During the 1970s, Iran saw the influx of thousands of Americans, Europeans, and East Asians working for various military and civilian joint industrial ventures. Many brought their families as well, with the result that Isfahan alone hosted a non Middle Eastern community of well over ten thousand by 1978, among it's six hundred thousand residents.
At the behest of Bell Helicopter International, International Schools Services (ISS) established the American School in 1973. Although the school was set-up under ISS's contract with Bell Helicopter, it was open to the employees of other companies per arrangements between those companies (mainly Grumman Aerospace Corporation) and Bell Helicopter. Beginning in 1976, ISS contracted directly with the Irani government to operate the school.
A moderately open enrollment for those willing to pay the yearly five thousand dollar tuition added a number of children from the families of well off Irani, as well as from foreigners not sponsored by major corporations. In addition, ISS created a "model school" for the children of Imperial Irani Air Force (IIAF) families at nearby Khatami AFB.

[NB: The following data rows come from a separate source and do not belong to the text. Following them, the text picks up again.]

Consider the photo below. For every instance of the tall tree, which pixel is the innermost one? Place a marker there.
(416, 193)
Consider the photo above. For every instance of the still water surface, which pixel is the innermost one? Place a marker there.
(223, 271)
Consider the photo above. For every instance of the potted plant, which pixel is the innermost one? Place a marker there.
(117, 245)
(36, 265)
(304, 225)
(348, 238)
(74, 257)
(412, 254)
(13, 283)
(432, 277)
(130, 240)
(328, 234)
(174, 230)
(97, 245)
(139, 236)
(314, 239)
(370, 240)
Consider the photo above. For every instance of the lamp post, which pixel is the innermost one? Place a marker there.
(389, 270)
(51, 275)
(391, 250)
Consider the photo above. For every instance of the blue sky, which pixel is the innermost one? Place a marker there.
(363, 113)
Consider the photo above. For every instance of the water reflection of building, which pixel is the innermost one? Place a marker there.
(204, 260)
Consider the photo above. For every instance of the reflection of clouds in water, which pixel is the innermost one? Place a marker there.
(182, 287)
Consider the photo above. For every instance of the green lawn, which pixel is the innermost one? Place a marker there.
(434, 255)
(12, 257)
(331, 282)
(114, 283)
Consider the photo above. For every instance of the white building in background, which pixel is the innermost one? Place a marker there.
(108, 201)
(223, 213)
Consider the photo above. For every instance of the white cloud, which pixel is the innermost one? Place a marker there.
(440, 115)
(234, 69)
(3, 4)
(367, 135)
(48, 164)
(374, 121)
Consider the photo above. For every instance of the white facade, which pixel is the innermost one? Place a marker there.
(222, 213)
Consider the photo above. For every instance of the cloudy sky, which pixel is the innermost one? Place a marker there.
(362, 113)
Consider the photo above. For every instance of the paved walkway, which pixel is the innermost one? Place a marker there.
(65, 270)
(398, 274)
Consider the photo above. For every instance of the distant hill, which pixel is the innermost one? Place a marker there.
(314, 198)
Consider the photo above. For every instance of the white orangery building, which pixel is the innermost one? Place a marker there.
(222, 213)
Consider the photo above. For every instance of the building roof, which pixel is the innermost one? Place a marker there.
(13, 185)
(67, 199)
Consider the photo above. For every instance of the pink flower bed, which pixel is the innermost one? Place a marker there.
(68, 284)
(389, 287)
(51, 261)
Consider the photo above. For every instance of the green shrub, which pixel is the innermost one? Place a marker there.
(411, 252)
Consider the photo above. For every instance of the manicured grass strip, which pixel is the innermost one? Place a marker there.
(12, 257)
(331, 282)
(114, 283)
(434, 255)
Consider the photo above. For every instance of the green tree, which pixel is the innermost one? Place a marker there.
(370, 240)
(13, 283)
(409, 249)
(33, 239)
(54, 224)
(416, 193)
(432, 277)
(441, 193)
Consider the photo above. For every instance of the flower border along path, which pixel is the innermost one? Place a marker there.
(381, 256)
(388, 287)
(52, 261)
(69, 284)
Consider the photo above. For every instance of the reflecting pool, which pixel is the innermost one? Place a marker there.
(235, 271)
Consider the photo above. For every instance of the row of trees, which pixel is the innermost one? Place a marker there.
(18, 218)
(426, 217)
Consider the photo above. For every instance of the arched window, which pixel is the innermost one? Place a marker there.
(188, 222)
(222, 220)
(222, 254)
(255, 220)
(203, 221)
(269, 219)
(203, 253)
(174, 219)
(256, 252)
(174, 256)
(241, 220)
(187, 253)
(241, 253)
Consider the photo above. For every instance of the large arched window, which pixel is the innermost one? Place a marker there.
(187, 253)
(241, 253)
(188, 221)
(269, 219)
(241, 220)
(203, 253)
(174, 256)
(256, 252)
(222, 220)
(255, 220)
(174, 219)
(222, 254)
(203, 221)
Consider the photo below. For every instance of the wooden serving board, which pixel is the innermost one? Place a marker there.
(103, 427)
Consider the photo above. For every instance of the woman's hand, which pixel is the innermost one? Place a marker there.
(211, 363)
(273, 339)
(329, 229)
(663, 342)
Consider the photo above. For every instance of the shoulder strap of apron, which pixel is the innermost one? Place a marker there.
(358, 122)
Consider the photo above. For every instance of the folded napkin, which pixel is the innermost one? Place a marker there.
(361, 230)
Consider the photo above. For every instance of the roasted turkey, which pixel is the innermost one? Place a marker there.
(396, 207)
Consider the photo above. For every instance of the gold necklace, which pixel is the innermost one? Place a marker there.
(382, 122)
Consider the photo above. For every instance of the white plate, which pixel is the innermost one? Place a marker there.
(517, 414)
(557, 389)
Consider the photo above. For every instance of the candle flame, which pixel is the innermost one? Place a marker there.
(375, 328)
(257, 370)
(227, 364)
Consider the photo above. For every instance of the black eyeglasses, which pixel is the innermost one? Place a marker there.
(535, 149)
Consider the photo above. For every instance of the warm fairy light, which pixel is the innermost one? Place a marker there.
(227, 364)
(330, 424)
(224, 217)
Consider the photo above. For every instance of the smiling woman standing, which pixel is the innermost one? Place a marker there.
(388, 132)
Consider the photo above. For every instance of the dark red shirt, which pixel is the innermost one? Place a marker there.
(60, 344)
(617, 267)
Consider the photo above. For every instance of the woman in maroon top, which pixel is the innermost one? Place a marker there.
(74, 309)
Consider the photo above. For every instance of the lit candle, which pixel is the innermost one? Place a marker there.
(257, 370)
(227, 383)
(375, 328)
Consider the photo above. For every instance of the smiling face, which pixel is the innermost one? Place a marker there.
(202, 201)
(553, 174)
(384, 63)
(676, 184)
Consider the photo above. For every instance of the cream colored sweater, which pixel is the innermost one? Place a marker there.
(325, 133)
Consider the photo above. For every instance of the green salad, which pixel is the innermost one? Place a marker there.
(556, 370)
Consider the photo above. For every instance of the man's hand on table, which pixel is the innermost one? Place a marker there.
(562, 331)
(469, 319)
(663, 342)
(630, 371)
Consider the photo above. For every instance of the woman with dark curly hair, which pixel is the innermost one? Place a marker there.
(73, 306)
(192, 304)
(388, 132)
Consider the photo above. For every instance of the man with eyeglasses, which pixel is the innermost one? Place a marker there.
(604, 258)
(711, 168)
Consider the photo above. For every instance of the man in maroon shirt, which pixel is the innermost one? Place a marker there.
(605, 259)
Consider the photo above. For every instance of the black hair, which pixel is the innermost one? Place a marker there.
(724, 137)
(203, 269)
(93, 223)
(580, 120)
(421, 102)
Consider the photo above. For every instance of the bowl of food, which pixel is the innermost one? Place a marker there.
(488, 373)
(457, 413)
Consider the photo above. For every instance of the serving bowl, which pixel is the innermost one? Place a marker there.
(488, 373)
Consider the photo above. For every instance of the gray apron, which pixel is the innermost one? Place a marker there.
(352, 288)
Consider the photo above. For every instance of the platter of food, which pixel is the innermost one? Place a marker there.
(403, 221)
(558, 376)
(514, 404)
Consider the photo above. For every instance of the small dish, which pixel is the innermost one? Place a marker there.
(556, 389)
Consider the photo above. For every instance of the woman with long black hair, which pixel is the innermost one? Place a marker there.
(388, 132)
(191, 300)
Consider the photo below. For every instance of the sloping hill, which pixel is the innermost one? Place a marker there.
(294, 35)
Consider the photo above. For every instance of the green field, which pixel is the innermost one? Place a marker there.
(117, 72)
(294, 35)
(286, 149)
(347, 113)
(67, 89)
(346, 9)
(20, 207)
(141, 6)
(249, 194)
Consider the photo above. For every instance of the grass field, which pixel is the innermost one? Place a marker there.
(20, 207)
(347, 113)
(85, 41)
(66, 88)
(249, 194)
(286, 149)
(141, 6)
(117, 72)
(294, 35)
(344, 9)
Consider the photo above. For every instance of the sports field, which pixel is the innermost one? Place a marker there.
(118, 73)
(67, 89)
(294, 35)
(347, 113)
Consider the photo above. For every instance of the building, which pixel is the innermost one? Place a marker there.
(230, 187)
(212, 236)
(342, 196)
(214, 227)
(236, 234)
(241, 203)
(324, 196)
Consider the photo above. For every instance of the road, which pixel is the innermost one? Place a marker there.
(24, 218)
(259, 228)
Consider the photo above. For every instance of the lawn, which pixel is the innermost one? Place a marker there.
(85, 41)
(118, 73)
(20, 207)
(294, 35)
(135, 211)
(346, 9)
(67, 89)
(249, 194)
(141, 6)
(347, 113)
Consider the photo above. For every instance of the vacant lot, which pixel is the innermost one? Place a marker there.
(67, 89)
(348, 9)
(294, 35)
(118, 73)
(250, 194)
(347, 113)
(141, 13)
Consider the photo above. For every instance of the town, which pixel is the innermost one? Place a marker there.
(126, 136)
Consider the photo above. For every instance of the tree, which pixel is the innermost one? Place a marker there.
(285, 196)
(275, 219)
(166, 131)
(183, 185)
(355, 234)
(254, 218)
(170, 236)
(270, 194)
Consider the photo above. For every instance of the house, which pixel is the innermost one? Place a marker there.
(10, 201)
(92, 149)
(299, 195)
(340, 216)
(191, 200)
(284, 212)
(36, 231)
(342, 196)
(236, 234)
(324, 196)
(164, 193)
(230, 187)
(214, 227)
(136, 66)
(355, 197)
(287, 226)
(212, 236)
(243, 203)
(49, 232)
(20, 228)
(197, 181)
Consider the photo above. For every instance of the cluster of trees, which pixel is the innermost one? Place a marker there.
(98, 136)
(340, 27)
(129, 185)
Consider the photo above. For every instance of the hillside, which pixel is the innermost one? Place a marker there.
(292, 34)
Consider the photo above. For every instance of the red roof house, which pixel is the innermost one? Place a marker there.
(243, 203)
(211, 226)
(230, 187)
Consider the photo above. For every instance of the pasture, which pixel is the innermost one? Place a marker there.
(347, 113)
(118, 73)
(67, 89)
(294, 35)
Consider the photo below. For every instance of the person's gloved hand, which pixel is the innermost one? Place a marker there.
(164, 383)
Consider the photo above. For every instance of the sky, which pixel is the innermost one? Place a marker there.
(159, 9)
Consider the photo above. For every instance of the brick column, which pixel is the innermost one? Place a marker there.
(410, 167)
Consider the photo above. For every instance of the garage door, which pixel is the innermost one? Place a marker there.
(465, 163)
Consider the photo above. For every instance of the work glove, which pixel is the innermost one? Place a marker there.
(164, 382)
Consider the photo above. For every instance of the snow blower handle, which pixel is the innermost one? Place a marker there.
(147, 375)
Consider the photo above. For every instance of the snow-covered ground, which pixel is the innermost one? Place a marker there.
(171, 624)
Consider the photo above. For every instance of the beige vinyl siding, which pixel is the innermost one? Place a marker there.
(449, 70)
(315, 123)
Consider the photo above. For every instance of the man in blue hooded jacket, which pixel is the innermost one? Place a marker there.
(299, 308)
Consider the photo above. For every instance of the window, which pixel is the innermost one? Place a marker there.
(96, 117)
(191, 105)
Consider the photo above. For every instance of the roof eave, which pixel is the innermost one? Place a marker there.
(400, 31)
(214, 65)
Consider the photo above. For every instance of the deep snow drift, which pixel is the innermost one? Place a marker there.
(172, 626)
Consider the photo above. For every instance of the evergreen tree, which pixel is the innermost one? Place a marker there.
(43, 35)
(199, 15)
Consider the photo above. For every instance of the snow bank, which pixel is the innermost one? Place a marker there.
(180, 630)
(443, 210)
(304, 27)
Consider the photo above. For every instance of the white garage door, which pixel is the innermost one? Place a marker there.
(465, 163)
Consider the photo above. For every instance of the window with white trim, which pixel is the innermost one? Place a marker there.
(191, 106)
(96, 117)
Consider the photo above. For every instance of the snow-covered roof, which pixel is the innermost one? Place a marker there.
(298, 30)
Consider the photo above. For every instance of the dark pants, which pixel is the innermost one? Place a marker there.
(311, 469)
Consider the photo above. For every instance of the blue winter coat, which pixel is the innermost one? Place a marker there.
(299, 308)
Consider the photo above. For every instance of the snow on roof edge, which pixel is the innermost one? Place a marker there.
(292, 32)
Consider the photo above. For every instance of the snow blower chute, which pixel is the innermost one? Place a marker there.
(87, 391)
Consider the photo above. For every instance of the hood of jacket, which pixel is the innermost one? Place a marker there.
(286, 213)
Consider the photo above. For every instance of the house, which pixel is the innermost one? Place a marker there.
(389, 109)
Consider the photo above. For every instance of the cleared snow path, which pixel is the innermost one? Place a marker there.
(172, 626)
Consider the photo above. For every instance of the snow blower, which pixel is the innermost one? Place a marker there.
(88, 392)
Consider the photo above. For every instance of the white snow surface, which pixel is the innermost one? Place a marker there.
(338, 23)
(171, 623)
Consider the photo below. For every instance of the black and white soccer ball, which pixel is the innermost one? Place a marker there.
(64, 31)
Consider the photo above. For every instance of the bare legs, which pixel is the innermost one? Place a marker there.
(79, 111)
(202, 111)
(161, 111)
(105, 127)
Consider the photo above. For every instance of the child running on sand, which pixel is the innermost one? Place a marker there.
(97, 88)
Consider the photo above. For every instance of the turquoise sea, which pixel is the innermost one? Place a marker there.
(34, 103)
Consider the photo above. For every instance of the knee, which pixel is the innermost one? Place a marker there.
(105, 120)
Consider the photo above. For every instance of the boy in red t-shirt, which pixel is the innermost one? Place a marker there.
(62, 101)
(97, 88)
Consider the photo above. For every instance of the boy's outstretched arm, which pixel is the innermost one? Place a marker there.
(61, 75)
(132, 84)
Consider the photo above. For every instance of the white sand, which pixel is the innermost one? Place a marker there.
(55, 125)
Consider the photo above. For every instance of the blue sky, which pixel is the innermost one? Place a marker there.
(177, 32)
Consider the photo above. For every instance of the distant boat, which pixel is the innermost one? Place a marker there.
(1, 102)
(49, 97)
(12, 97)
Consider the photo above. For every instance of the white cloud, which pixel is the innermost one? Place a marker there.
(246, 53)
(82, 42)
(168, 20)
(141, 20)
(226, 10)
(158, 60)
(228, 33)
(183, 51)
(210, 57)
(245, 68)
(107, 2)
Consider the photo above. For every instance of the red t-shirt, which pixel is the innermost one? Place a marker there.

The American School was staffed primarily by teachers hired through the ISS referral service in Princeton, New Jersey. Additional teachers, if needed, were recruited primarily from among Americans already living in Iran, in additional to a few Irani nationals. Since the wives of Grumman and Bell Helicopter employees constituted the largest pool of unemployed Americans, teachers hired locally were usually women.
Basic instruction was in English, and focused on a United States college preparatory curriculum.
Enrollment grew from less than fifty students in 1973, to over 600 by the beginning of the '78-'79 school year. Starting from a few rooms in the Iran-America Society, ASI eventually included four facilities across Metropolitan Isfahan for grades K through 12. I don't think that ISS has ever managed any other school of this size.
I suspect the small initial student body mandated that the school yearbook include all grades. As the school system grew, so did the yearbook. In retrospect this was fortunate, giving us then and now a broader look at the ASI experience. It also gave Keating's photography students more opportunities to practice their art, as well as legitimate excuses to ditch class. Each yearbook brought in a fresh faculty advisor and team of students. Freed from many of the limitations of typical Stateside yearbooks, such as stale subject matter and endless ranks of student mug shots, their efforts could more fully expose their strengths and weaknesses as developing copy writers, photographers, and editors. They may have winged it at times, but the end product was never boring.
As a part of the 2002 reunion of the combined Classes of ASI, I placed the school yearbooks from Cathy Condon, Louis Casagrande, Angel Luttrel, and I on line for your perusal. Enjoy a glimpse back at ordinary lives played out in an extraordinary place and time.